To the naked eye, Jefferson appears to be benefitting from inexplicable inattention from defenses. Indeed, nearly half of his targets have come with the closest defender 3 or more yards away at the time of the throw, according to NFL Next Gen Stats, and only three targets have gone into tight windows (defined by less than 1 yard of separation). But the better way to put it is the Vikings have, more often than not, won the battle of how to defend him, eschewing traditional "go" routes and conventional pre-snap positioning to capitalize on advantageous looks for midrange passes.

"You don't have to throw it over people's heads all the time to generate explosive [plays]," O'Connell said.

Chicago coach Matt Eberflus, an NFL defensive assistant for 13 seasons before the Bears hired him this spring, said his team was slow to adjust to the way the Vikings shifted Jefferson's positioning and added: "When you get him on the move, it's hard to roll up to him sometimes."

It's true the Vikings have moved Jefferson around the formation this season.
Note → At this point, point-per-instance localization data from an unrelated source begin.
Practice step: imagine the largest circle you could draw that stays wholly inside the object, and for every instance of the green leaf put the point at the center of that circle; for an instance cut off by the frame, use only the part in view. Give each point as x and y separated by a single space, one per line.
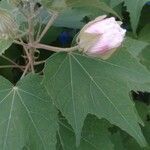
134 46
5 44
135 7
97 4
114 3
28 118
81 85
117 141
95 135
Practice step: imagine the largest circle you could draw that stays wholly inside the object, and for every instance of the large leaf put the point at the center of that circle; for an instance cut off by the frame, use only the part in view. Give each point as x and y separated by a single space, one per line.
114 3
134 46
95 135
135 7
27 117
80 85
64 4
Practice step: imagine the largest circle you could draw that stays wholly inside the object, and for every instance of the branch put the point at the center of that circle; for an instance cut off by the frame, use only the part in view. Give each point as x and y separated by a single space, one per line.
53 48
49 24
11 66
11 62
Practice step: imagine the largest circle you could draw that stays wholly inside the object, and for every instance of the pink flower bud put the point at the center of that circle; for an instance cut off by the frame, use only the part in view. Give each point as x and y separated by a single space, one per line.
101 37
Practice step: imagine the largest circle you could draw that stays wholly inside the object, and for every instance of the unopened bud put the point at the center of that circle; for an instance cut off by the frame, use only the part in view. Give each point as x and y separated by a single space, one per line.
101 37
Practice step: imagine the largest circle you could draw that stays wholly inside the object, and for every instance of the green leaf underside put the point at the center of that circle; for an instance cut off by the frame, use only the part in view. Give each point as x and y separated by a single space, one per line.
94 136
27 117
80 85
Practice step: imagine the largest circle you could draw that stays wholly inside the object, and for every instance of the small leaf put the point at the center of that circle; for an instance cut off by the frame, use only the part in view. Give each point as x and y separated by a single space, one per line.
27 116
81 85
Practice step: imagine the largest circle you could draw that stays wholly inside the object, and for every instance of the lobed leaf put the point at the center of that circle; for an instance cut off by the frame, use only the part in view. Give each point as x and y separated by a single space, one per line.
80 85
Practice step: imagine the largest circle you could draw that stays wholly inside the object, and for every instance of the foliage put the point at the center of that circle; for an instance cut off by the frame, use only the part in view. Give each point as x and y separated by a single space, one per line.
55 98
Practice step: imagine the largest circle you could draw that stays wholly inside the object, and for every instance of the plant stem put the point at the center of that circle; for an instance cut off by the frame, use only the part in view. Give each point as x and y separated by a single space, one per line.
11 66
26 70
8 59
31 38
53 48
49 24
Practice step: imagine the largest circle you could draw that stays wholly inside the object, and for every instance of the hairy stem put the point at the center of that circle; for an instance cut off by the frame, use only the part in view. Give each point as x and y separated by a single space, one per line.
12 66
49 24
11 61
53 48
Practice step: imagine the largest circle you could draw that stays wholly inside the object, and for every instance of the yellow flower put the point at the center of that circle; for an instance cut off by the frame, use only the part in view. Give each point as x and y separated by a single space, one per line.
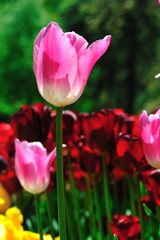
5 201
34 236
11 227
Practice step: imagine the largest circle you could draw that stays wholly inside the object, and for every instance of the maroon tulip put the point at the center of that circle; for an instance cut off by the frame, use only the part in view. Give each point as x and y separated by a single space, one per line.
89 160
126 227
32 122
151 179
130 156
98 128
69 120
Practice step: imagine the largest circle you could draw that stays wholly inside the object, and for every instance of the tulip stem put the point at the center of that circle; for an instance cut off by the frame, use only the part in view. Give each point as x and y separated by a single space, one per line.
60 176
49 214
38 216
132 196
97 208
107 195
90 207
74 198
140 207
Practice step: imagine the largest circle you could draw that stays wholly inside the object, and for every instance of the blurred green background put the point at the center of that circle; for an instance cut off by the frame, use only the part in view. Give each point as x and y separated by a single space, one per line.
122 78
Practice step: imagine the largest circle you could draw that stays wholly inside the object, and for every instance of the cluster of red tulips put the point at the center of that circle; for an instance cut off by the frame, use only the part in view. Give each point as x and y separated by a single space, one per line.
103 159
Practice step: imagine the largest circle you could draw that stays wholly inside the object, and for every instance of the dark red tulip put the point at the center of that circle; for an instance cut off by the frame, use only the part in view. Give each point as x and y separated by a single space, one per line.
32 122
151 179
126 227
89 160
98 128
130 156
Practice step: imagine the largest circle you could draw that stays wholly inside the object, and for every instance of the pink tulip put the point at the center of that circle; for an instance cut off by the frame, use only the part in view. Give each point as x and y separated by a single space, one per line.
150 134
62 63
32 165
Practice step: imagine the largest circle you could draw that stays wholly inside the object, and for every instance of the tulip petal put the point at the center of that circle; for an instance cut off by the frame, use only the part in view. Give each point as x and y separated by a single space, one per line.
78 42
86 63
55 76
36 49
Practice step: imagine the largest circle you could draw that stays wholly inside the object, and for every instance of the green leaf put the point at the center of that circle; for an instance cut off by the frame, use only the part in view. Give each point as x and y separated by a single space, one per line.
147 210
115 237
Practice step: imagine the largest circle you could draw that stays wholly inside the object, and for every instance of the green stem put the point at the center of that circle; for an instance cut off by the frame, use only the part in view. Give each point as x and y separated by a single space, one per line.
38 216
140 207
90 207
75 203
98 208
70 221
106 195
132 196
115 195
60 176
49 214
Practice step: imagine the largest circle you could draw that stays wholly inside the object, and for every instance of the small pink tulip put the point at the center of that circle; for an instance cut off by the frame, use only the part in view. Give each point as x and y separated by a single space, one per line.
32 165
62 63
150 134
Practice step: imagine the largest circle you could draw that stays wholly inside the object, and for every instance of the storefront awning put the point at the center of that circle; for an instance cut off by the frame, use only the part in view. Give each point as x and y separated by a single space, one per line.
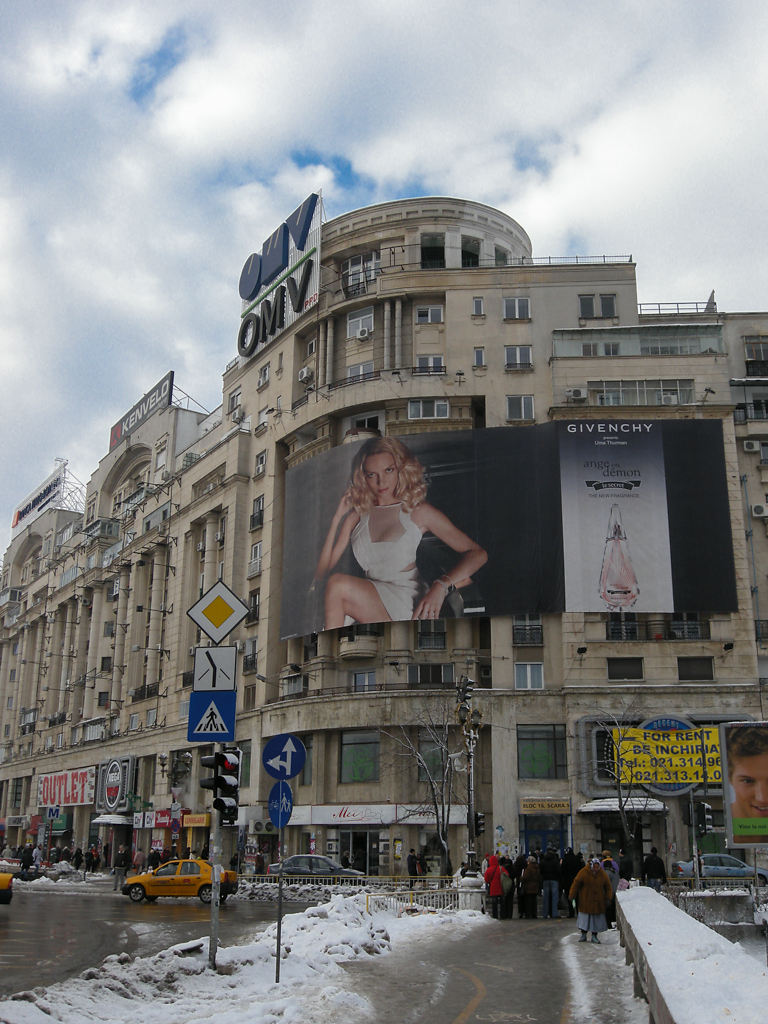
113 819
606 805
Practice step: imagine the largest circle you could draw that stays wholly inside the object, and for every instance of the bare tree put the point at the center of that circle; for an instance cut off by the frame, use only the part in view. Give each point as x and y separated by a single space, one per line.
433 741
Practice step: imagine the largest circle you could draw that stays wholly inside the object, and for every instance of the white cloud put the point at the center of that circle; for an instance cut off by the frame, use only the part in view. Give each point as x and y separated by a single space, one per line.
126 216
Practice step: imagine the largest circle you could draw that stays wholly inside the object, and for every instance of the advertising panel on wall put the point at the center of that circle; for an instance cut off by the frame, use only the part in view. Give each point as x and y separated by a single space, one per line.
744 747
42 498
583 516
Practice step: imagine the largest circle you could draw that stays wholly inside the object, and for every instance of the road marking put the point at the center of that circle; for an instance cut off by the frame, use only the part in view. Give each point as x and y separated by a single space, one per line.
473 1003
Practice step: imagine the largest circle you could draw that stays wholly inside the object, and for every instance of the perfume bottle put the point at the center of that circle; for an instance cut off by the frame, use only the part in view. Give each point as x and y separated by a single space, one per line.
619 587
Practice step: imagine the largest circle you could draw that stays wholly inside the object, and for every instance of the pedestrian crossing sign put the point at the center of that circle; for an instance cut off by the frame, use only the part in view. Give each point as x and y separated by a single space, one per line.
211 717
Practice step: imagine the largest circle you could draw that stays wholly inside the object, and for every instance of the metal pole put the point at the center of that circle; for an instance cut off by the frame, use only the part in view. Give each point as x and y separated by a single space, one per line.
280 907
216 880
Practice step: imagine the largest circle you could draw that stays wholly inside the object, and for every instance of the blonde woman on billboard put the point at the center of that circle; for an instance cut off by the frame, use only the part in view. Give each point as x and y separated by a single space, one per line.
747 751
383 515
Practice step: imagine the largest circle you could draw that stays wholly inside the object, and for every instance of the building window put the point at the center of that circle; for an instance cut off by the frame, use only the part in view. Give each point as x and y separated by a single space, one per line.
527 630
306 773
694 669
517 308
360 371
359 757
588 306
519 407
528 676
432 252
625 668
428 409
430 675
470 251
517 357
358 321
541 752
647 392
363 681
357 271
429 314
431 634
430 758
429 365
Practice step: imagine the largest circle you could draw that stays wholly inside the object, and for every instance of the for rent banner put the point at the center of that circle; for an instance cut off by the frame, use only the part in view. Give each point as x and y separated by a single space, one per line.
584 515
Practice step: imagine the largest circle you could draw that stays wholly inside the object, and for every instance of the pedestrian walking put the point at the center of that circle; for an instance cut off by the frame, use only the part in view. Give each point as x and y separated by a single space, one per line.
592 892
122 862
550 867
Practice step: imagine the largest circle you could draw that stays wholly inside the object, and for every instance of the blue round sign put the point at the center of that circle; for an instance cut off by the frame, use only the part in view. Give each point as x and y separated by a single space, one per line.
284 756
281 804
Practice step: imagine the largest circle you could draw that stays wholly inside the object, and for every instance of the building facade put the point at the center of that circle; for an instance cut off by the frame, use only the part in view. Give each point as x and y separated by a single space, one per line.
432 322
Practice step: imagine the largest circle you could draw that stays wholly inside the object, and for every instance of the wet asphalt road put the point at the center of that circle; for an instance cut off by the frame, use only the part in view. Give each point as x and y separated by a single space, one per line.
47 937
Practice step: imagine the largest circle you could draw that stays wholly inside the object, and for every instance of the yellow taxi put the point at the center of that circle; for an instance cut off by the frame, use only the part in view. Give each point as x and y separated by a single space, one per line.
189 877
6 887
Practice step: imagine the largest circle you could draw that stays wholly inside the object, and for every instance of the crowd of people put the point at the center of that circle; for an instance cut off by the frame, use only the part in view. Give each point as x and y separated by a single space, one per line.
585 890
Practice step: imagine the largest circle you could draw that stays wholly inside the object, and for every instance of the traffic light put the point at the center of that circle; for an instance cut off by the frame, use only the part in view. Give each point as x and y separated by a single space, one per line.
224 782
704 818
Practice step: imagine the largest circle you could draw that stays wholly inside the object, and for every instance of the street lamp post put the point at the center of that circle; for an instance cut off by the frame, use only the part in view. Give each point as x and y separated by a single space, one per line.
470 721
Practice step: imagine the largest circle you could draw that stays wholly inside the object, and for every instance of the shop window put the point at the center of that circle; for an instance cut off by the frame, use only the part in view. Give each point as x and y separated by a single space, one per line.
541 752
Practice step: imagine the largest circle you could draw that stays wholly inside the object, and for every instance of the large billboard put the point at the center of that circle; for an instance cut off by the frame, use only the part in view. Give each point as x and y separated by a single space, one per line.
744 747
582 515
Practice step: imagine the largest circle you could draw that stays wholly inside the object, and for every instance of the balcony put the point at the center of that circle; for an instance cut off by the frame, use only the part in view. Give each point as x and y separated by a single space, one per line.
530 636
657 629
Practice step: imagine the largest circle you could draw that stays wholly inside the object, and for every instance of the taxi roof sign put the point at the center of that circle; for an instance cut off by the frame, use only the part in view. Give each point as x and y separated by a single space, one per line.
218 611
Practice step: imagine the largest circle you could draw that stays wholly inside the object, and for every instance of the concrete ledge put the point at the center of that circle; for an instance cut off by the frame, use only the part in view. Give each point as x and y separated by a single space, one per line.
686 972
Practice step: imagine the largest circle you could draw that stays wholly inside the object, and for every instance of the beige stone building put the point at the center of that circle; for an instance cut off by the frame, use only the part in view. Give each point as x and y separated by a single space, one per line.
410 318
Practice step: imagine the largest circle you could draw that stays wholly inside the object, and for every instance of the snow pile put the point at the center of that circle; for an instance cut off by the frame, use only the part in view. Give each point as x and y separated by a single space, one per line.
176 986
694 967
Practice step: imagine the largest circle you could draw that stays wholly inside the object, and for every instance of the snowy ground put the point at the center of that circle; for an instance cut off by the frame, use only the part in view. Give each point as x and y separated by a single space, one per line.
175 986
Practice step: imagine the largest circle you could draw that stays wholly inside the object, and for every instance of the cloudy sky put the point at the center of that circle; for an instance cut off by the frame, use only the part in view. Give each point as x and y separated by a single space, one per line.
150 146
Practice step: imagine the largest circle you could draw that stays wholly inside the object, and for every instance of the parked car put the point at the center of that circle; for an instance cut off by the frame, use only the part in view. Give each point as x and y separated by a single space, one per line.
311 866
6 887
718 865
179 878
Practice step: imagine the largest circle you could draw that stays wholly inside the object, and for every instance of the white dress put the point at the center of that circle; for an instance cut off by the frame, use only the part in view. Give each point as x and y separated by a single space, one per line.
390 563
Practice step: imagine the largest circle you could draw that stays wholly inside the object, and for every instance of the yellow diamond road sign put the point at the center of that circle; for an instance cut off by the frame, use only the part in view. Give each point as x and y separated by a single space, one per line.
218 611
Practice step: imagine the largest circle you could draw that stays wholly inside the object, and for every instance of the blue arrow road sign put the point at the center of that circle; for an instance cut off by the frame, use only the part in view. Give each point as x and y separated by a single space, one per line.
211 717
284 756
281 804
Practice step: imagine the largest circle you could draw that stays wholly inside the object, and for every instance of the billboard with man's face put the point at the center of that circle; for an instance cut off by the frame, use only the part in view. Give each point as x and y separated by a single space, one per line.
744 747
583 515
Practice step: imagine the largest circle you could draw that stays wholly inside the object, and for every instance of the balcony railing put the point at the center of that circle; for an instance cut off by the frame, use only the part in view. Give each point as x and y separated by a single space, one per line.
657 629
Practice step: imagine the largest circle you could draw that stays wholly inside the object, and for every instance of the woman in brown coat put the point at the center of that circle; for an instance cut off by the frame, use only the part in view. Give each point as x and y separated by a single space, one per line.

For example, here is the breakdown for Sunday, according to research by ESPN Stats & Information:

  • 27 routes run from the left side

  • 14 routes run from the right side

  • 12 routes run from the slot

  • 19 routes run after pre-snap motion

On the opening drive Sunday, however, Jefferson lined up on the left side of the formation for six of his seven receptions. The other came after a fly motion against zone coverage that Cousins targeted on a bootleg pass to the same side. He wasn't hard to find, and the Vikings maximized the Bears' slow realization.

"We just have to do a better job," Eberflus eventually conceded.

Jefferson said last week that he expected the Bears to double-team him often, especially after he had torched the New Orleans Saints and All-Pro cornerback Marshon Lattimore in particular -- for 10 receptions and 147 yards in Week 4. "They don't have a Lattimore on their team," he noted.

But Jefferson's third season in the NFL, and his first with O'Connell, has not always followed a predictable path. He embarrassed the Green Bay Packers by generating an average separation of 4 yards en route to a nine-catch, 184-yard, two-touchdown day. Then the Philadelphia Eagles and Detroit Lions combined to hold him to nine receptions for 62 yards, more consistently using their double-teams and goading Cousins to look elsewhere in his progressions.

After the Lions game, which the Vikings won by completing a pair of 28-yard throws to receiver K.J. Osborn on their winning drive, O'Connell spoke to Jefferson about the trials of being a superstar receiver. O'Connell worked hard to convince Jefferson that his presence had opened up the field for Osborn, as well as receiver Adam Thielen and tight end Irv Smith Jr.

"But that's not good enough," O'Connell said at the time. "I have to do a better job giving Justin different aspects of lining up in different spots, different personnel groupings, whatever I need to do to help him because he's an ultra-competitor, and we'll get him going."

Since that point, Jefferson has caught 22 passes for 301 yards, both the highest totals in the NFL over that span. Last week, he felt compelled to post an Instagram photo of a key 39-yard catch against Lattimore. The post, he said, "was for everybody thinking that I slacked off during the matchups" the previous two weeks.

In sum, however, Jefferson has played in five games, and the Vikings have put him in position to be dominant in three of them. The degree to which he has been open on his targets is reflected in NFL Next Gen Stats separation numbers. Jefferson has had at least 3 yards of separation on 44% of his targets, which has translated into 73% of his catches and 66% of his yards. His receptions above expectation, an NFL Next Gen Stat statistic that factors in the difficulty of a catch, ranks No. 31 in the NFL -- another illustration of how open he has been.

His average of 109.4 yards per game, if maintained, would leave him a bit short for his goal of 2,000 yards for the season. But in his first go-round in the "Cooper Kupp" offense, he is producing Cooper Kupp-like numbers. No one can be disappointed in that.